3.1.1. Physical Data Layer

The physical data layer includes sensors, controllers, data collection devices, and other production-related devices. In the physical data layer, production data can be mapped to devices using a unique label through RFID or other technologies. The physical data layer collects the data generated by those production devices, and these collected data can be used to generate traceability features. In this study, we assumed that no fake data had been created in the physical data layer and that the data digest would be published in a particular blockchain system (data chain).

3.1.2. Data Privacy Layer

The data privacy layer is the key component ensuring the protection of privacy in the traceability system. The data privacy layer has a data extraction and privacy processing engine. First, the data privacy layer collects the data digest of production from the data chain. According to the analysis of the purpose of the traceability data acquirer, the privacy processing engine then generates a smart contract with need-to-proof issues. A witness is then generated to interact with the owner of the raw production data to generate the proof.

The processing of the data privacy layer involves the privacy information of production, so the process is offline. After the proof is generated, the smart contract, related proof, and traceability features are disclosed to verify whether traceability is achieved.

3.1.3. Traceability Application Layer

The traceability application layer directly interacts with the traceability data acquirer and production data owner. The primary function of the application layer is to provide a traceability interface for both sides with an authentication mechanism and also to provide a platform for mutual traceability negotiation. The traceability application layer was established by industrial entities and traceability-related individuals or entities. The traceability application was developed with a smart contract on a public or light-authenticated blockchain system.

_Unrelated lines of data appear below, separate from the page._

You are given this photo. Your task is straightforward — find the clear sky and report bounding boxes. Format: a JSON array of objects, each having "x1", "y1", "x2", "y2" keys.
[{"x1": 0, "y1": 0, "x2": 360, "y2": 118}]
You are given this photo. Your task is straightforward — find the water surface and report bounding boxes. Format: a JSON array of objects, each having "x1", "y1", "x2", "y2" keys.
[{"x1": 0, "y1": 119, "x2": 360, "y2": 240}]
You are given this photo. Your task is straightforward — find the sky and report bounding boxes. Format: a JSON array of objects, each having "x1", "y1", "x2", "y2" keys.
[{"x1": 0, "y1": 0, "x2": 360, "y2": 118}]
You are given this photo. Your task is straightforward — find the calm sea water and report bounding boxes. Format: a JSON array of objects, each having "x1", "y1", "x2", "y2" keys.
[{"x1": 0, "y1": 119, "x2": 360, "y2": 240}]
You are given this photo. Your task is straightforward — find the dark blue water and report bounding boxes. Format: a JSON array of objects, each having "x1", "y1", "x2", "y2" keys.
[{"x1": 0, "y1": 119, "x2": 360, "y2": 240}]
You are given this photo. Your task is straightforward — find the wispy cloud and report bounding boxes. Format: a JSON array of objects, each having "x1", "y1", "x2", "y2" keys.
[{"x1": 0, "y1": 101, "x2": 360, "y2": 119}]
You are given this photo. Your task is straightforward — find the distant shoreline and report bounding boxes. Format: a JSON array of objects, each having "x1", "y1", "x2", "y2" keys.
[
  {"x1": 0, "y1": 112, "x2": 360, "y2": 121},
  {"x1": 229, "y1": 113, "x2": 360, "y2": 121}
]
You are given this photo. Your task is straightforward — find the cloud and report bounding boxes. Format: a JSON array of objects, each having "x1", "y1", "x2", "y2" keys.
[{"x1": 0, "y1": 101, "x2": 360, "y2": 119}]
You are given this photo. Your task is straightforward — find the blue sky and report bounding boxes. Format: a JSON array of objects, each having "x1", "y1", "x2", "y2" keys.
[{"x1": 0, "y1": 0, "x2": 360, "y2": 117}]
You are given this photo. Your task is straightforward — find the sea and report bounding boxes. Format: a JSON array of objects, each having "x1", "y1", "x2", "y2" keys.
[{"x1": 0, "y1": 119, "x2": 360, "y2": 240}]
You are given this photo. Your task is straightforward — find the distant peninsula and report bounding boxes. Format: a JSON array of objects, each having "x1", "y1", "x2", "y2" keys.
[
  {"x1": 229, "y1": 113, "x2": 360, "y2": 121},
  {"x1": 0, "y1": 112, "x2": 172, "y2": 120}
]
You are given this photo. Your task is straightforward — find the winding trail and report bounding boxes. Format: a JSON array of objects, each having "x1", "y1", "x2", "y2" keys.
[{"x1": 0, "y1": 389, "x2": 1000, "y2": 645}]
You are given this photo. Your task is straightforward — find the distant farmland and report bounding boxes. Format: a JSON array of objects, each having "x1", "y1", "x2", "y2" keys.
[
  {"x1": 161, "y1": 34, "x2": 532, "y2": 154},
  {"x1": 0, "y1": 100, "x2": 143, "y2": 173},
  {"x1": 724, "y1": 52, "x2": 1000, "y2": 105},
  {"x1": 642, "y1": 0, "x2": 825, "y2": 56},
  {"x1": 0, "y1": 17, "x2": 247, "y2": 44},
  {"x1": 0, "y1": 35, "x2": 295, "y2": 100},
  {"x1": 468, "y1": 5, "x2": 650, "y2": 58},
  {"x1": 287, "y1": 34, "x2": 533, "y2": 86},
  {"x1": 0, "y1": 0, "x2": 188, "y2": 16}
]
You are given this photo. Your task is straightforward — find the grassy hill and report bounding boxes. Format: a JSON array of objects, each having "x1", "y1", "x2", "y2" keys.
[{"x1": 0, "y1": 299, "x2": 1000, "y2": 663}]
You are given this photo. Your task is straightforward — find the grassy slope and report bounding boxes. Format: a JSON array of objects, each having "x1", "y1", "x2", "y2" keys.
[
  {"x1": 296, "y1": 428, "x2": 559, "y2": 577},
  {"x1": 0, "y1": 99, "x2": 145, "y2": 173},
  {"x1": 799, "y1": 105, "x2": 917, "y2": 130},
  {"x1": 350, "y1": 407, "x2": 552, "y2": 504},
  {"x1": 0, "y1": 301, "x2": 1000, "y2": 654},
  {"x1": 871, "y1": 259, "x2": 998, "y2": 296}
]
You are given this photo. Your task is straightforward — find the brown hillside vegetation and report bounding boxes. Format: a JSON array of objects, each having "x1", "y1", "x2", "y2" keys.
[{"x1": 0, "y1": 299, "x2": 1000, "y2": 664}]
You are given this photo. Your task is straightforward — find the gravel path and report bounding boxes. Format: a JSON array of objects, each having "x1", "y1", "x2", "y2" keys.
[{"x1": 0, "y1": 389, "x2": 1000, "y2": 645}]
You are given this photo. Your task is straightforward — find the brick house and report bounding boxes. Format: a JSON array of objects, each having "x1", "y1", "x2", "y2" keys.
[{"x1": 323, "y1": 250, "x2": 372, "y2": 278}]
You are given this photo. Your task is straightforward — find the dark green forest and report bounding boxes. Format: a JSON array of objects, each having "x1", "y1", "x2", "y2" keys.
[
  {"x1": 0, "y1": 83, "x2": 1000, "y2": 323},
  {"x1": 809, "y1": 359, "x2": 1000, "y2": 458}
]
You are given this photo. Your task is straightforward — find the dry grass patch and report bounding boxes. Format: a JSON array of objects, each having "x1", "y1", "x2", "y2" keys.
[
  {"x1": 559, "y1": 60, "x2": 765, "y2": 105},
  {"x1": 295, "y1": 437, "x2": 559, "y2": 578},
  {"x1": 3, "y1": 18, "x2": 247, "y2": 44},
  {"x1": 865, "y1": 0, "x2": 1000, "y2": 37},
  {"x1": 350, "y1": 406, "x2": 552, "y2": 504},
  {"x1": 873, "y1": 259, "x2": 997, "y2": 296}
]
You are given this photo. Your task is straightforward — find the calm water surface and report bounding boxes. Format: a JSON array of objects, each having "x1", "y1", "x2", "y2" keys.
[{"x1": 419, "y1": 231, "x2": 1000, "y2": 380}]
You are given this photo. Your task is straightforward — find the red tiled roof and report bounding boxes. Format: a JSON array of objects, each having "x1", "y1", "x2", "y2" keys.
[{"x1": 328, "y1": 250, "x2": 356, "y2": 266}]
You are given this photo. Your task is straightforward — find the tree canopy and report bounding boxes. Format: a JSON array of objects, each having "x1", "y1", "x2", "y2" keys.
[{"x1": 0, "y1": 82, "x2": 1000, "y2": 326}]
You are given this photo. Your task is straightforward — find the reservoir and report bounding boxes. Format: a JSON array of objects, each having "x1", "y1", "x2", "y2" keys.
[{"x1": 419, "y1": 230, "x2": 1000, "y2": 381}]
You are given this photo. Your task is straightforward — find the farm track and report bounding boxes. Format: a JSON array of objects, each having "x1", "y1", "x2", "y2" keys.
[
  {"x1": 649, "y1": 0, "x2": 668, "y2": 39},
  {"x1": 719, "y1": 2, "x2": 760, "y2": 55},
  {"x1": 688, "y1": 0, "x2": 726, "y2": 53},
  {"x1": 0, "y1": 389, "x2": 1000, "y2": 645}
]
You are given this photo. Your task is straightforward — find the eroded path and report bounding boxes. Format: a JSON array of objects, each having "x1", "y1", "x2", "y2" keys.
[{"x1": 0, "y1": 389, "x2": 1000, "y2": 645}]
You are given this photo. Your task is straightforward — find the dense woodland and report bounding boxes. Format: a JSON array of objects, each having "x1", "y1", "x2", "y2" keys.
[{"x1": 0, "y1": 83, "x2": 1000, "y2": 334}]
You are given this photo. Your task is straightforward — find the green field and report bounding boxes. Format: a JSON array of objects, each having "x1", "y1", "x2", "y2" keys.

The traceability application layer can publish the smart contract generated by the data privacy layer and provide a verification interface for the proof. A blockchain-based application layer is an essential part of the traceability system, allowing the system to be both fair and transparent.

3.2. Participant Design

In the traceability system we designed, given the ownership of the traceability data, there were three roles: the initializer of the traceability process, called the traceability data acquirer (TDA); the traceability data owner, called the traceability data provider (TDP); and a third party, called the traceability agent (TA).

The TDP was the original holder and provider of the production data to be traced. In production-related traceability, the data has production technology privacy that needs to be protected during the production and circulation of the relevant products. The TDA was the initializer of the tracing process and could be a partner or a consumer with either a cooperative or a transaction-based relationship with the TDP. The TDA initiated the tracing process with a clear purpose such as judgement of production quality, making it a sign of traceability completion. The TA introduced in this paper is a new role. The TA held the production knowledge of the TDP, which means that the TA could analyze the primary purposes of the TDA. According to the features generated by the TA, smart contracts with related need-to-proof issues were created and transferred to TDP. According to those need-to-proof issues, the TDP generates the proof with raw production data and publishes it to the public. Since the behavior of the TA did not involve the privacy of both sides of the traceability process, the whole traceability process can be conducted transparently to ensure the openness and effectiveness.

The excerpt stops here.